Australian scientists found that women given the sex hormone oestrogen were less likely to report suffering hallucinations or delusions.
Writing in the Archives of General Psychiatry Journal, they said the hormone might be enhancing blood flow to the brain.
A UK mental health charity said funding was now needed for bigger studies.
While men do have some oestrogen in their bodies, it is produced in much greater concentrations in the female body, where, among other functions, it helps regulate the menstrual cycle.
The link between oestrogen and mental illness was first recognised more than a century ago, but only recently has it been considered as a possible treatment.
The researchers from Monash University in Melbourne recruited more than 100 women with diagnosed schizophrenia, half of whom were given a patch containing estradiol - the most common form of oestrogen.

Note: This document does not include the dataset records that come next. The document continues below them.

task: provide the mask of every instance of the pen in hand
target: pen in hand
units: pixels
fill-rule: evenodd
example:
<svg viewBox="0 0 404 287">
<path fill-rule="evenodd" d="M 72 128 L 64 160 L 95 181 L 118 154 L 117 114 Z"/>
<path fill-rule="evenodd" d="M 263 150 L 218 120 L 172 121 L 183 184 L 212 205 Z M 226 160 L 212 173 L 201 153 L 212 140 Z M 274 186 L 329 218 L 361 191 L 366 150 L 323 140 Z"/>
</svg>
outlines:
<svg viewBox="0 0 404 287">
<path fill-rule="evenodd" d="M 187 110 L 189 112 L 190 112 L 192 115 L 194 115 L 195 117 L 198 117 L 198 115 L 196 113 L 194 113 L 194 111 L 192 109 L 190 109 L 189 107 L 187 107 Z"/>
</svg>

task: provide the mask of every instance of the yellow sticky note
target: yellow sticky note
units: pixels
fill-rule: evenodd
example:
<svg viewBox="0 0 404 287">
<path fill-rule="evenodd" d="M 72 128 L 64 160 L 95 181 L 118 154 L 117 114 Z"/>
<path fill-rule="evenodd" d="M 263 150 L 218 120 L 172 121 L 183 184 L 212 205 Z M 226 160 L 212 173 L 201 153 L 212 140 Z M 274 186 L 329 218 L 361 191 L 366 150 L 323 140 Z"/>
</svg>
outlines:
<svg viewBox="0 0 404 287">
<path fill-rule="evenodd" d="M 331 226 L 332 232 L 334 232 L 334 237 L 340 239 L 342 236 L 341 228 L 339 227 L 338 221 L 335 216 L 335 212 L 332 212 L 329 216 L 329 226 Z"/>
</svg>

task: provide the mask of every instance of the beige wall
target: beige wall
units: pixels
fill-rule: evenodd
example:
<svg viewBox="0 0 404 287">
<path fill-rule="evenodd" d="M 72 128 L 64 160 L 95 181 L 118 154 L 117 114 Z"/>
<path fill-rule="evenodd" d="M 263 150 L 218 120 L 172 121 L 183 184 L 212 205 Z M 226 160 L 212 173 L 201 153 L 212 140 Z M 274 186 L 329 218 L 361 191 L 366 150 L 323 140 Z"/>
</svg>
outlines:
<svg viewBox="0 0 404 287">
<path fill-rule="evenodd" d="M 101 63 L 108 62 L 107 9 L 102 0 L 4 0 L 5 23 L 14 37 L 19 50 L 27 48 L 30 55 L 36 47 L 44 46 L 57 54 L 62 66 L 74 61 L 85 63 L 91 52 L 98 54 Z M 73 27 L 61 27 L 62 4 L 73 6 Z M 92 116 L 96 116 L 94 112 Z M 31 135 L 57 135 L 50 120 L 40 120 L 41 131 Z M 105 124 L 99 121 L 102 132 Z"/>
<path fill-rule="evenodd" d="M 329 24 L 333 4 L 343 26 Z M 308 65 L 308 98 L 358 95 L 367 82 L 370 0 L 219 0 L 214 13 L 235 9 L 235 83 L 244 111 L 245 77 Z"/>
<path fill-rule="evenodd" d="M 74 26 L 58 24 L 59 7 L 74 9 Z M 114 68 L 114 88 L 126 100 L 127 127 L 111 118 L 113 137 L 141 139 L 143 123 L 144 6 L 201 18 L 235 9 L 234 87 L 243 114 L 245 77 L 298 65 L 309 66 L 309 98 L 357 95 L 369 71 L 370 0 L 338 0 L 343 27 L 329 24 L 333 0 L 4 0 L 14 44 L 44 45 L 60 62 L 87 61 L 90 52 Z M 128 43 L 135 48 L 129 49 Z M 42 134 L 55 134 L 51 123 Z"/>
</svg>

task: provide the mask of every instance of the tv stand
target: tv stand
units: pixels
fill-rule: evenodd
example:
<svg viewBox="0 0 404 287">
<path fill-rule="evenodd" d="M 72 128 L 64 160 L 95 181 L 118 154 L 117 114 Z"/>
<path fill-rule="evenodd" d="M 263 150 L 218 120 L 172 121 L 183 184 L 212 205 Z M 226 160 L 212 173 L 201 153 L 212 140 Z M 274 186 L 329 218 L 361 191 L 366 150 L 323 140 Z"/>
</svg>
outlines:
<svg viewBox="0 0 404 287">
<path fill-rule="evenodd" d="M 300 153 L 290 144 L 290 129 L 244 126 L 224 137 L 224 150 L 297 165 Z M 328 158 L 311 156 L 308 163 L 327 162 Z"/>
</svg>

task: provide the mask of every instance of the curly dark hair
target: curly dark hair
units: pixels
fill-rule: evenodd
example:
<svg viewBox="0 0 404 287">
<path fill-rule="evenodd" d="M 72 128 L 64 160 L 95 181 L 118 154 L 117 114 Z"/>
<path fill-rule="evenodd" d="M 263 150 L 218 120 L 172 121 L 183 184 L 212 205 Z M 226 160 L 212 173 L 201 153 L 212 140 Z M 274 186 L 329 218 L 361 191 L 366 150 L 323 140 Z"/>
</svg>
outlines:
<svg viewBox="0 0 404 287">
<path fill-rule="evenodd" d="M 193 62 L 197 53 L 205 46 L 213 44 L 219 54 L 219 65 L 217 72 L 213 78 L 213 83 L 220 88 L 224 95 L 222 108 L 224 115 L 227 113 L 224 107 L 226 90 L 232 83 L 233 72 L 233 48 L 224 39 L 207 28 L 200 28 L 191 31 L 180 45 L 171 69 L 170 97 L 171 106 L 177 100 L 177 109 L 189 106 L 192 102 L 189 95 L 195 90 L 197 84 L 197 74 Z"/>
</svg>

The other half also wore a patch, but with no active drugs, and both groups carried on taking their normal medication.
Over the next month, their symptoms and feelings were recorded on a weekly basis.
The group given estradiol had a greater improvement in psychotic symptoms over that period, and were less likely to report other negative changes in their condition.
The researchers, led by Dr Jayashri Kulkarni, said that the hormone might have a swift effect on blood flow in the brain, and on the way the brain uses sugar as fuel.
However, they said that longer-term effects, which might actually change the way brain cells communicated with each other, were also a possibility.
They said that there might be a role for the hormone in other severe mental illnesses affecting women.
A spokesperson for mental health charity Rethink said: "We welcome any new research that could lead to the development of effective treatments for psychosis - especially if those treatments bring fewer of the horrible side-effects that are associated with some medications for schizophrenia.
"These findings are exciting, but we can't jump the gun - this is one small study and it needs to be followed up with further research before any of us can be really excited about it."
She said that a track record of poor research funding into mental health in the UK could jeopardise any similar research here, even though it could potentially benefit thousands of patients.